My southern colleague does so frequently in his 1170-word love letter to the South Island’s largest city.
It is also the way of the young to rely on the internet as their sole source of knowledge, whereas the older and more mature among us use it merely to support more established, institutional knowledge.
But just as the Crusaders’ favourite son Richie McCaw did so well in playing to that ref and pushing the boundaries at the bottom of a maul, the internet numbers leaned on by the other Mitchell can be described as lies, more lies and damned statistics.
He relies heavily on a change in the rules that breaks Greater Wellington (Christchurch is, sadly, merely a city) into separate centres while practically ignoring the false and still controversial construct that created Auckland’s ‘super city’ of 1.5 million people.

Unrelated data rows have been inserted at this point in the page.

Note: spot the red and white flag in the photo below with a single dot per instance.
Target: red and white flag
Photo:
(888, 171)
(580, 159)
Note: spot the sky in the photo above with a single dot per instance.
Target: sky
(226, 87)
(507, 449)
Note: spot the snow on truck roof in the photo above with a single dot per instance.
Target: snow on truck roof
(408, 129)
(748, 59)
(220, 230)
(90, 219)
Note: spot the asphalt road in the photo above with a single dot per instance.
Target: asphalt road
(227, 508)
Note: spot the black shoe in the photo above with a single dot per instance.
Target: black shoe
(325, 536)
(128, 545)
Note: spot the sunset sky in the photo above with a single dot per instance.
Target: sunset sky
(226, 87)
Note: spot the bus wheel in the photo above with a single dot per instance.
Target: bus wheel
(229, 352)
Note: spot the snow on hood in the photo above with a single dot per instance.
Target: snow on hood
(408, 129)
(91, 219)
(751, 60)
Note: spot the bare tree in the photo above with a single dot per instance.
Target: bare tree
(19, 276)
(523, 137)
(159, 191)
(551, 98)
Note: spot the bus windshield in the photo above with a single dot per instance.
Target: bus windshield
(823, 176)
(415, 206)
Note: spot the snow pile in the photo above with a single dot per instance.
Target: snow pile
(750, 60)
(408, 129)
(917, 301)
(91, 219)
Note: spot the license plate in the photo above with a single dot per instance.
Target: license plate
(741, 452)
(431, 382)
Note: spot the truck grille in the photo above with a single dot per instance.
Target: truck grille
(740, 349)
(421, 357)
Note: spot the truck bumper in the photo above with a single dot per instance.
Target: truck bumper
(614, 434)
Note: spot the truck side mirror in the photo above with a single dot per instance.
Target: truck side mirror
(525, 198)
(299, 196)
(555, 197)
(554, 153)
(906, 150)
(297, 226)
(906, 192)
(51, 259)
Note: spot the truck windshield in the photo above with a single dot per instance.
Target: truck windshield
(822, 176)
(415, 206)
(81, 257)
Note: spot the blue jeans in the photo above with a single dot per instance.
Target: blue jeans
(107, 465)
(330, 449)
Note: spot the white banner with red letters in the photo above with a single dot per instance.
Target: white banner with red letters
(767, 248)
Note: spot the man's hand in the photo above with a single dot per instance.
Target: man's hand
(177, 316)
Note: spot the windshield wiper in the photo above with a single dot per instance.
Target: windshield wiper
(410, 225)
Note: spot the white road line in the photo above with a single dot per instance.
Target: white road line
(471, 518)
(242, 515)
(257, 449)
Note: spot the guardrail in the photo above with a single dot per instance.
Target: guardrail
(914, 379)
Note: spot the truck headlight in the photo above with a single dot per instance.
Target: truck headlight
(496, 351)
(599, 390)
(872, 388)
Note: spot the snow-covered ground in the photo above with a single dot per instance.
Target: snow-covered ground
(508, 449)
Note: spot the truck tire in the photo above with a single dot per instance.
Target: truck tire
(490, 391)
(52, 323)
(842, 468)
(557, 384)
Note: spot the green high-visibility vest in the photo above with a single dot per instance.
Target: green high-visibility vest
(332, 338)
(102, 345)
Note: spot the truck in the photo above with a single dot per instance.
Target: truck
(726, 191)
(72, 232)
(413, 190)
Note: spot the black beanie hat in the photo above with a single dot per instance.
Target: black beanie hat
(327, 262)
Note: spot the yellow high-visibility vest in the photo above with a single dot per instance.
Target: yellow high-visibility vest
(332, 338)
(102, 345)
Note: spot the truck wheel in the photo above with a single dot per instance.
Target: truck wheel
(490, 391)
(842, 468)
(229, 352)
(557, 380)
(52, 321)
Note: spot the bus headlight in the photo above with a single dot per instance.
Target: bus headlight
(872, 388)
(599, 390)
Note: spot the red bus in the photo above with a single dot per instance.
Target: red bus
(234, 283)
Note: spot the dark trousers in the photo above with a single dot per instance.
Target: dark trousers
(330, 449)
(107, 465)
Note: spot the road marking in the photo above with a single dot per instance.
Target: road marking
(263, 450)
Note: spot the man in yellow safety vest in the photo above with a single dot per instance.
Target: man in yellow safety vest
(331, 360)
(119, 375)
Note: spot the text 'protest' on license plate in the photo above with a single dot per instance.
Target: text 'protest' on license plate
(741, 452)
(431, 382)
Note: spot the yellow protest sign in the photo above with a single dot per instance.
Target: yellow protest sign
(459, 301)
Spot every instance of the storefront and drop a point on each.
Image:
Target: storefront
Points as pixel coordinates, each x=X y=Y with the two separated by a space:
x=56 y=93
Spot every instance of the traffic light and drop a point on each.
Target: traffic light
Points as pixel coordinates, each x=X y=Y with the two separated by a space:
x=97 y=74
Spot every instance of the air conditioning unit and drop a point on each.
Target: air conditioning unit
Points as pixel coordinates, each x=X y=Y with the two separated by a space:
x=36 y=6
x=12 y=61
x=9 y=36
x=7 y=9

However compelling, the numbers tell just a small part of the story. As any great historian or novelist has observed, greater meaning so often exists between mere lines.
Those numbers tell us that, as of 2018, 212,000 people lived in the tightly defined confines of what people now regard as Wellington city.
That has created a diverse, vibrant centre of commerce, culture and central government business that is unrivalled in the South Island’s largest city, maybe even Auckland.
Wellington was dented but not destroyed in the 2016 Kaiko¯ ura quake. It has challenges but its city centre has something its southern counterpart can not compete with: Life. Loads of it.
The capital’s streets teem with people at all hours of the day; people pouring out of the many thousands of apartments to live, work and play in its many business, shopping and pleasure precincts.
That number is magnified many times by those heading into Greater Wellington’s centre from its satellite suburbs, towns and cities, where more than 200,000 Wellingtonians live.
These are people proud of their own footholds in the greater diaspora but also of their long-established connections to the capital. Important parts of a greater whole.
Christchurch can swell for the odd festival or attraction but its centre is otherwise a pretty but rather quiet and soulless wasteland, its people pushed out beyond its ring roads by the centrifugal force of earthquake fear and indifference.
Yes, those numbers tell part of the story, but the greater part of that story explains why the capital is Greater Wellington. And will remain so despite the distractions of noisy neighbours.
Last but certainly not least, to our most up-to-date knowledge, the South Island’s largest centre lacks two key prerequisites for any claim to ‘great city’ status: It has neither a bucket fountain nor a rainbow crossing.
‘Nuff said.
The numbers tell just a small part of the story.